Effects of supplementary butyrate on butanol production and the metabolic switch in Clostridium beijerinckii NCIMB 8052: genome-wide transcriptional analysis with RNA-Seq

Abstract

Background: Butanol (n-butanol) has high values as a promising fuel source and chemical feedstock. Biobutanol is usually produced by the solventogenic clostridia through a typical biphasic (acidogenesis and solventogenesis phases) acetone-butanol-ethanol (ABE) fermentation process. It is well known that the acids produced in the acidogenic phase are significant and play important roles in the switch to solventogenesis. However, the mechanism that triggers the metabolic switch is still not clear.

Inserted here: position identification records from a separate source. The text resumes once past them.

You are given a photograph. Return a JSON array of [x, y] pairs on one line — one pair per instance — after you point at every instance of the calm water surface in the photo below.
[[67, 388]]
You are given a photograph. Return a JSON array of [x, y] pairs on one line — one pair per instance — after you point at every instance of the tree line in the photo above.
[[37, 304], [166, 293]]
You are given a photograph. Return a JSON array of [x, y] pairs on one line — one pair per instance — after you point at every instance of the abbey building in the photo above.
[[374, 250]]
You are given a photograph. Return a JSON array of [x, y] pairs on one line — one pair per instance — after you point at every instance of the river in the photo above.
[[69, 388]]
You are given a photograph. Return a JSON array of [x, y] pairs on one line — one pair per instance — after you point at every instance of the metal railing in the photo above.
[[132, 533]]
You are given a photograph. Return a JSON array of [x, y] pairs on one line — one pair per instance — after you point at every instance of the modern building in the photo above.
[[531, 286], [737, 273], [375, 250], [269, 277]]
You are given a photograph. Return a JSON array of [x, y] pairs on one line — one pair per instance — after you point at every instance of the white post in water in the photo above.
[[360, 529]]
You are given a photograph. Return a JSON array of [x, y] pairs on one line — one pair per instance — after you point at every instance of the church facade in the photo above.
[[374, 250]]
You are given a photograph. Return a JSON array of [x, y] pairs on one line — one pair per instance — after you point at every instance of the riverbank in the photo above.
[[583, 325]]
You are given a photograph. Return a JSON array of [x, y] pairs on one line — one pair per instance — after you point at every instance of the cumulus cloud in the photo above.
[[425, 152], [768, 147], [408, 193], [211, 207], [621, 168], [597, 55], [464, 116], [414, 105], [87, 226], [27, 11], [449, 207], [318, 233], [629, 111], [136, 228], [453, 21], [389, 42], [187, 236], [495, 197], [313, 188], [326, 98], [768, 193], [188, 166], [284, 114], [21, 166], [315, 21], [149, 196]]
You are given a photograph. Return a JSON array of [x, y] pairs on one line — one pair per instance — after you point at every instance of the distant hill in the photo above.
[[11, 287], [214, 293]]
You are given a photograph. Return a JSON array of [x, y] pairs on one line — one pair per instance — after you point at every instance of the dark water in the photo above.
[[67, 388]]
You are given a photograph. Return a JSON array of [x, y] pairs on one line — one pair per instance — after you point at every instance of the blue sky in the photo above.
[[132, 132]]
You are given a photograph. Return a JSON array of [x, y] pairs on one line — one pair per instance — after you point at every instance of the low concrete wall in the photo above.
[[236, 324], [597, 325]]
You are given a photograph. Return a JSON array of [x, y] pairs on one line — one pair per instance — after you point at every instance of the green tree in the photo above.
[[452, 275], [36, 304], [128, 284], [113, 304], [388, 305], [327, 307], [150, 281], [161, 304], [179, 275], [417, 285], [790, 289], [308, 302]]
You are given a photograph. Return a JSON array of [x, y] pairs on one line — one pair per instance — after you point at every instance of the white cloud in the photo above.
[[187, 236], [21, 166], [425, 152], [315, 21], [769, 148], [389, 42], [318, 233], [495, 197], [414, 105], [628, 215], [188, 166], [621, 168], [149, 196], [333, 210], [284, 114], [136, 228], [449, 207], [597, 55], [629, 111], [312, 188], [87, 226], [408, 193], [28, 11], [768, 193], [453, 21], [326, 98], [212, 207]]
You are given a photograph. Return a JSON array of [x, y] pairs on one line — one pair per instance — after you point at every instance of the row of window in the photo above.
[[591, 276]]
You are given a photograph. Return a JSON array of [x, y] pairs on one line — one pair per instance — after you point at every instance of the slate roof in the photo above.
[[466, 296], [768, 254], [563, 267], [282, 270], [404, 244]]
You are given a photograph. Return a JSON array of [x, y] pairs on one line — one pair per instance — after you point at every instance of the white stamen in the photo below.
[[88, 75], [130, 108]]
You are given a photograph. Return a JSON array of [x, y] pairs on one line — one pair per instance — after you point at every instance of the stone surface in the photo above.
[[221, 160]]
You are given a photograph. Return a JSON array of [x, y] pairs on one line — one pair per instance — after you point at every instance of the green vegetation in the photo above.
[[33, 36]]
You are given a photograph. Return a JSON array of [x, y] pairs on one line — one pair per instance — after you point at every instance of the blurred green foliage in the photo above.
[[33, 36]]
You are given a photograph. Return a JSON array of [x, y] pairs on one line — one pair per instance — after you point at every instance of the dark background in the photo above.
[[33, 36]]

Results: Sodium butyrate (40 mM) was supplemented into the medium for the ABE fermentation with Clostridium beijerinckii NCIMB 8052. With butyrate addition (reactor R1), solvent production was triggered early in the mid-exponential phase and completed quickly in < 50 h, while in the control (reactor R2), solventogenesis was initiated during the late exponential phase and took > 90 h to complete. Butyrate supplementation led to 31% improvement in final butanol titer, 58% improvement in sugar-based yield, and 133% improvement in butanol productivity, respectively. The butanol/acetone ratio was 2.4 versus 1.8 in the control, indicating a metabolic shift towards butanol production due to butyrate addition. Genome-wide transcriptional dynamics was investigated with RNA-Seq analysis. In reactor R1, gene expression related to solventogenesis was induced about 10 hours earlier when compared to that in reactor R2. Although the early sporulation genes were induced after the onset of solventogenesis in reactor R1 (mid-exponential phase), the sporulation events were delayed and uncoupled from the solventogenesis. In contrast, in reactor R2, sporulation genes were induced at the onset of solventogenesis, and highly expressed through the solventogenesis phase. The motility genes were generally down-regulated to lower levels prior to stationary phase in both reactors. However, in reactor R2 this took much longer and gene expression was maintained at comparatively higher levels after entering stationary phase.

Conclusions: Supplemented butyrate provided feedback inhibition to butyrate formation and may be re-assimilated through the reversed butyrate formation pathway, thus resulting in an elevated level of intracellular butyryl phosphate, which may act as a phosphate donor to Spo0A and then trigger solventogenesis and sporulation events. High-resolution genome-wide transcriptional analysis with RNA-Seq revealed detailed insights into the biochemical effects of butyrate on solventogenesis related-events at the gene regulation level.

Figure 1

Cell growth kinetics of C. beijerinckii 8052 in batch fermentation with 40 mM sodium butyrate addition in R1 and no sodium butyrate addition in R2. Sampling points for RNA-Seq indicated by arrows.

Figure 2

Solvent and acid production over time with the onset of solvent production indicated by arrows. (A) Reactor R1: 40 mM sodium butyrate was added to the growth medium. (B) Reactor R2: no sodium butyrate was added to the growth medium.

Figure 3

Detrended Correspondence Analysis (DCA) indicating different overall gene transcriptional dynamics in R1 and R2. (A) The gene transcriptional dynamic profile in R1 indicated by DCA. (B) The gene transcriptional dynamic profile in R2 indicated by DCA.

Figure 4

Comparative time course expression profiles of important genes during the batch fermentation in R1 and R2. Each corresponding sampling time point was indicated above the heatmap. (A) Genes related to glycolysis, acidogenesis and solventogenesis. (B) Sporulation genes, putative abrB genes and putative sensory kinase genes. (C) Genes related to cell motility, sugar transport and granulose formation.

Figure 5

Calculated undissociated butyric acid (UBA) levels over time in R1 and R2 based on the measured butyrate concentration. The onset of solvent production was indicated by green arrow (for R1) and red arrow (for R2), respectively.